There are several difference between index funds and active management funds to be aware of. Active management funds are funds (or ETFs) where an individual or a committee decide on specific stocks to buy and sell. They could buy a stock one day and sell it the next if they have a reason to. They study the companies, and the good funds have some well-thought-out thesis for what constitutes a stock they think is worth investing in. If something they owns no longer fits the thesis, they sell it. If some new stock fits it, they buy it. Obviously all this buying and selling and research takes a lot of time. Somebody has to pay the salaries and other costs of doing it. They get paid for it by charging fees and expenses. The justification for doing it is that they can get returns doing this that are better, even after paying all the extra expenses, than an index fund would have gotten. The reality is that some funds actually can achieve that and others will not. And there’s no way to know for sure ahead of time which way it will go. You can look at their track record, but that doesn’t provide any guarantee of what their performance will be in the future. You generally measure them against the indexes. They beat the index returns, or they don’t.

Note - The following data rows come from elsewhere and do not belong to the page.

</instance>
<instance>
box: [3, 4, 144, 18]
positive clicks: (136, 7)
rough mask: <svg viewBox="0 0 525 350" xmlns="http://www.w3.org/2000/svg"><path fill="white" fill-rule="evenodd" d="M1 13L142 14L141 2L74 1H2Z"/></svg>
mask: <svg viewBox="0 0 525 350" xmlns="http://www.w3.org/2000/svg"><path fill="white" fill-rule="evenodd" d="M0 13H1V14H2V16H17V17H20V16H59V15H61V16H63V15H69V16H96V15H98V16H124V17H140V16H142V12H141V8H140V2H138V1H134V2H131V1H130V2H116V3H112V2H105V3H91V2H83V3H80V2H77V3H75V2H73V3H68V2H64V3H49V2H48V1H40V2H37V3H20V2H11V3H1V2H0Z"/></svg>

Index funds take a different approach. They are called “passive management” funds. Their job is to buy the stocks in an index (whichever index they track). The only thing they have to do is buy and sell just enough to match the index. The idea with index funds is that they give you a diversified basket of stocks that are good enough to be in the index. Because they have a lot less work to do, their fees and expenses should be very low. They are guaranteed to give you the return that the index returns. They could be a loss, because index returns go both ways. But the history says that the stock market goes up eventually, if you are looking at results over many years, so they will probably do well over the long term. One famous person who recommends index funds for non-professional investors is Warren Buffet.
If you own an active management fund, you might or might not get SpaceX added to your holdings after its IPO. It will depend whether SpaceX fits into the fund’s investment thesis. If you own an index fund that tracks stocks like SpaceX, and SpaceX fits the criteria in the index, you will end up with SpaceX stock in your fund within a year or so of it’s IPO.
Does it make sense to invest your 401k in an index fund? In most 401ks the only alternative is an active management fund that might or might not do any better. There are a few 401ks that might let you invest in individual stocks, but those are more rare. Investing in individual stocks is much more difficult. It only makes sense for people who are willing and able to do a lot of research and stay on top of the market so they know when to buy and sell.
For most people whose career is anything other than studying financial markets, investing in an index fund in your 401k is the likely very smartest thing you could do. Even if SpaceX has an IPO.